Reading mark [R language data analysis and mining practice] 3

Chapter 3 Data Exploration

3.1 Data Quality Analysis

The processing of missing values is generally divided into deletion, interpolation of possible values, and no processing.
Outlier analysis is also called outlier analysis, which can be analyzed through simple statistics, 3σ principle and box plot analysis (box plot only uses quantiles to compare data Identification, without the need for distribution, the analysis results are more objective).

# set workspace
# Copy the "data and program" folder to the F disk, and then use setwd to set the workspace
setwd("F:/data and program/chapter3/sample program")
# read data
saledata <- read.csv(file = "./data/catering_sale.csv", header = TRUE)

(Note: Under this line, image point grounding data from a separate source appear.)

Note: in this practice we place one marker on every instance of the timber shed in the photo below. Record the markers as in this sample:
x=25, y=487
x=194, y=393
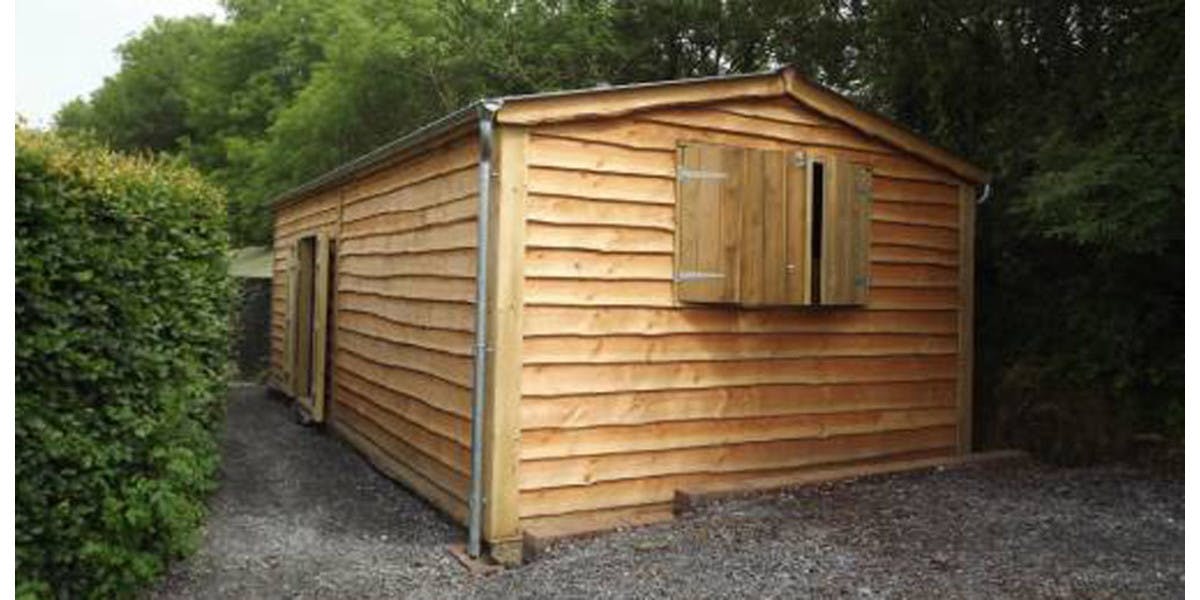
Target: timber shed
x=712, y=283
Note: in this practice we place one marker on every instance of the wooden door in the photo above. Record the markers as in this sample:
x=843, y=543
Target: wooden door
x=309, y=322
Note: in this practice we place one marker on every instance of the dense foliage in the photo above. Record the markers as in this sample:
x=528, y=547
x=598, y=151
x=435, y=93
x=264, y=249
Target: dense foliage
x=1075, y=107
x=123, y=311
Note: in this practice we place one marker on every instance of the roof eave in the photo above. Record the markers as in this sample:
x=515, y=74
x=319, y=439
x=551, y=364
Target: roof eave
x=383, y=154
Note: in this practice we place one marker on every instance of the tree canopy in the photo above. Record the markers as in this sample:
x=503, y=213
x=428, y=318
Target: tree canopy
x=1077, y=107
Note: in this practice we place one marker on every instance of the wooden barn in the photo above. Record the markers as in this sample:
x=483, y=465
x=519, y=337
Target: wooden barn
x=550, y=313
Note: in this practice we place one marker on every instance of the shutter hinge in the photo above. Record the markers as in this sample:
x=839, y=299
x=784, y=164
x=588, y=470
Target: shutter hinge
x=699, y=276
x=688, y=174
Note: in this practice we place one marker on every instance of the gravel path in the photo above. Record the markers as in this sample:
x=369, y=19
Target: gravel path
x=301, y=515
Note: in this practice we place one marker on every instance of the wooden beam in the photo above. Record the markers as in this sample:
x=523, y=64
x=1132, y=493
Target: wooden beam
x=966, y=316
x=837, y=107
x=502, y=424
x=601, y=102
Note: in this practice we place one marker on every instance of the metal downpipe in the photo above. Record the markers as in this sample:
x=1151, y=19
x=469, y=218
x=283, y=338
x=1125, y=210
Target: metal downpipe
x=487, y=109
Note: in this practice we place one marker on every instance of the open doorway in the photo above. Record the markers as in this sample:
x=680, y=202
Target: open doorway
x=309, y=323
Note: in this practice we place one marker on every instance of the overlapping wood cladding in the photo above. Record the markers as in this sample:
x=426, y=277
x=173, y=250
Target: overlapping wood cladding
x=405, y=313
x=630, y=394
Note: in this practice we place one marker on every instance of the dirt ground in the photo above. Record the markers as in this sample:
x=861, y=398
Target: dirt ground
x=300, y=515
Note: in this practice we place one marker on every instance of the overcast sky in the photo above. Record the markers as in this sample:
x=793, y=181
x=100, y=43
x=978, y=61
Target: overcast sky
x=65, y=48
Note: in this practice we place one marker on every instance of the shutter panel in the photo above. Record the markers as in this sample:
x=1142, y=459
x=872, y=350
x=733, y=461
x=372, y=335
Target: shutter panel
x=753, y=195
x=798, y=267
x=763, y=274
x=708, y=222
x=846, y=234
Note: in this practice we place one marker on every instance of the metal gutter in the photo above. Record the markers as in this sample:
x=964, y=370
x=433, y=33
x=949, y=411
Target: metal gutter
x=382, y=154
x=462, y=117
x=486, y=111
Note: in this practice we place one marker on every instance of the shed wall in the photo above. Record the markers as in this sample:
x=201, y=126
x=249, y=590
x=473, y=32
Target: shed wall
x=629, y=395
x=403, y=311
x=309, y=216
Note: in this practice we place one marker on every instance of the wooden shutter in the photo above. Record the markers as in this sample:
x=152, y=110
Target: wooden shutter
x=767, y=250
x=798, y=267
x=709, y=180
x=845, y=246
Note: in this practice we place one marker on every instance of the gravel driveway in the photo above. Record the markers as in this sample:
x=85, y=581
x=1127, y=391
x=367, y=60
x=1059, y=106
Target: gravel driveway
x=300, y=515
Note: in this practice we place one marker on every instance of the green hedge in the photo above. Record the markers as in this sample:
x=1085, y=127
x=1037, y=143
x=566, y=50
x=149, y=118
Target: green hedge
x=123, y=318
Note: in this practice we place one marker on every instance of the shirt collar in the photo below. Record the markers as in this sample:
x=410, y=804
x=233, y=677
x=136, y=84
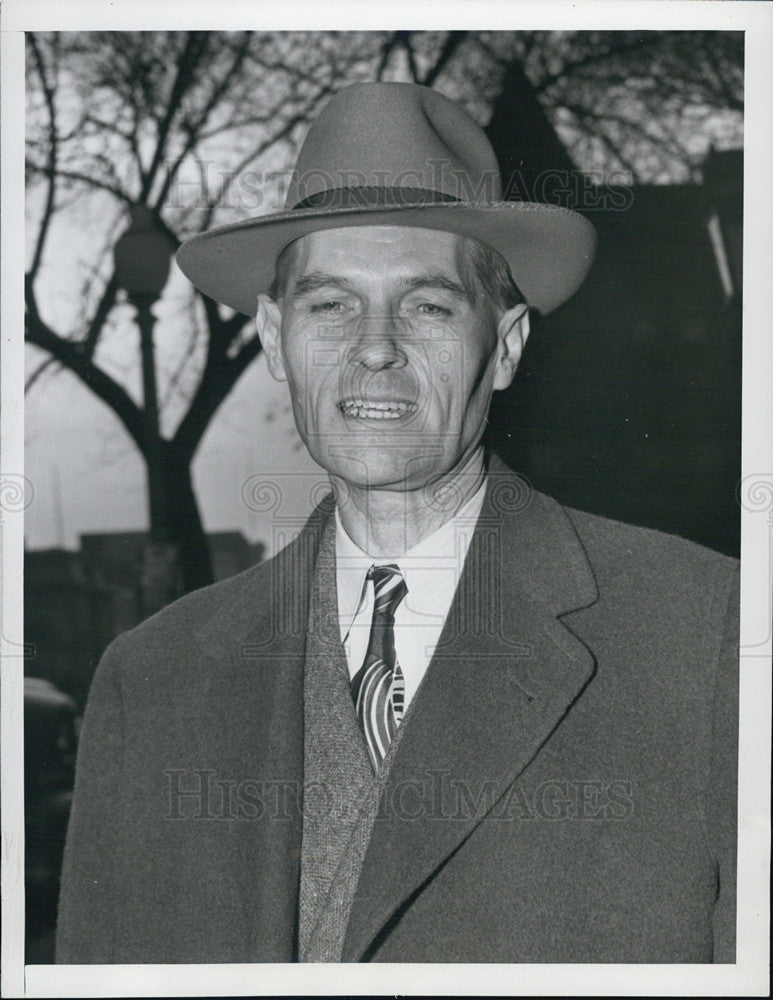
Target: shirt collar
x=446, y=548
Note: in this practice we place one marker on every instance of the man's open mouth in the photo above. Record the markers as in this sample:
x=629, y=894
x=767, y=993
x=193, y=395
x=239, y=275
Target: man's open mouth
x=372, y=409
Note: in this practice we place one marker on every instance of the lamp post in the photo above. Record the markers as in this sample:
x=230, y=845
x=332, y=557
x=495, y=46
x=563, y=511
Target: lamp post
x=142, y=258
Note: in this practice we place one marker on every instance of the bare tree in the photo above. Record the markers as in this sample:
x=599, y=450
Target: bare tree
x=118, y=119
x=181, y=124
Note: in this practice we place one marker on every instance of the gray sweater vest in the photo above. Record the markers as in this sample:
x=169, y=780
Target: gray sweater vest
x=341, y=792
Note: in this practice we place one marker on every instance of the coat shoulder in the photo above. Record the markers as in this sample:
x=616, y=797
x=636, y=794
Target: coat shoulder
x=616, y=548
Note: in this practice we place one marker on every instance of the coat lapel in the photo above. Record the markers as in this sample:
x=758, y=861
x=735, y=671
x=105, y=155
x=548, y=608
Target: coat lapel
x=505, y=673
x=251, y=734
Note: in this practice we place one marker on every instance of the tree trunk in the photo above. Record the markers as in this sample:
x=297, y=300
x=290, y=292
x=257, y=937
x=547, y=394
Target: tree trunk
x=183, y=527
x=533, y=161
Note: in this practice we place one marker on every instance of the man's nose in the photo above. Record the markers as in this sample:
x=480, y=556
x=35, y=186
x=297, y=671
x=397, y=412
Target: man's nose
x=378, y=343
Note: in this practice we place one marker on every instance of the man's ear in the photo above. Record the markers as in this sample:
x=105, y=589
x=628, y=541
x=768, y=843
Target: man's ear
x=512, y=333
x=268, y=320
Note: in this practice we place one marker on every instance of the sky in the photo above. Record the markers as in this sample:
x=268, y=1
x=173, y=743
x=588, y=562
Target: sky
x=86, y=472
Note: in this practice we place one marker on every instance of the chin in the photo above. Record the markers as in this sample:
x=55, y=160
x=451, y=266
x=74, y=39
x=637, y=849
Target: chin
x=371, y=466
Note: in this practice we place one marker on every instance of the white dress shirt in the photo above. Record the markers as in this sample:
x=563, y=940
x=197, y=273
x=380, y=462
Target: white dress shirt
x=431, y=571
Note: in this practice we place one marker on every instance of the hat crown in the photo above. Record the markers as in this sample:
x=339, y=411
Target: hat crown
x=398, y=137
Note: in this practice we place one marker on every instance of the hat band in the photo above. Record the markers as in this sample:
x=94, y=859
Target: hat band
x=373, y=197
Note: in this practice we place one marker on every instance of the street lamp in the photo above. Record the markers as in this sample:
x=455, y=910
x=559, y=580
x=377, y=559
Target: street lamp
x=142, y=259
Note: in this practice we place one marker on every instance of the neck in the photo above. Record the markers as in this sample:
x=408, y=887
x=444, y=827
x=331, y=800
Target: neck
x=387, y=523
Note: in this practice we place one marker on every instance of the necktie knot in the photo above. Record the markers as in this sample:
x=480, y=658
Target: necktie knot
x=378, y=688
x=389, y=588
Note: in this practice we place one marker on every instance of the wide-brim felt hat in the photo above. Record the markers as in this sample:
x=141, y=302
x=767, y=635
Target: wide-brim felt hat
x=396, y=154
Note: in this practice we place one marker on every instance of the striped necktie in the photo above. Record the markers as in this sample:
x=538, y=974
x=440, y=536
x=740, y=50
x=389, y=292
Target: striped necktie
x=378, y=688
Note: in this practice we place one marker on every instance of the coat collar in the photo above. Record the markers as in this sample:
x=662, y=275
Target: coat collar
x=505, y=673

# Missing value detection and print the results, since R treats TRUE and FALSE as 1 and 0 respectively, you can use the sum() and mean() functions to obtain the number of missing samples and the missing ratio respectively
sum(complete. cases(saledata))
sum(!complete. cases(saledata))
mean(!complete. cases(saledata))
saledata[!complete.cases(saledata), ]

# Outlier detection boxplot
sp <- boxplot(saledata$"sales", boxwex = 0.7)
title("Sales outlier detection box plot")
xi <- 1.1
sd.s <- sd(saledata[complete.cases(saledata), ]$"sales")
mn.s <- mean(saledata[complete.cases(saledata), ]$"sales")
points(xi, mn.s, col = "red", pch = 18)
arrows(xi, mn.s - sd.s, xi, mn.s + sd.s, code = 3, col = "pink", angle = 75, length = .1)
text(rep(c(1.05, 1.05, 0.95, 0.95), length = length(sp$out)),
     labels = sp$out[order(sp$out)], sp$out[order(sp$out)] +
       rep(c(150, -150, 150, -150), length = length(sp$out)), col = "red")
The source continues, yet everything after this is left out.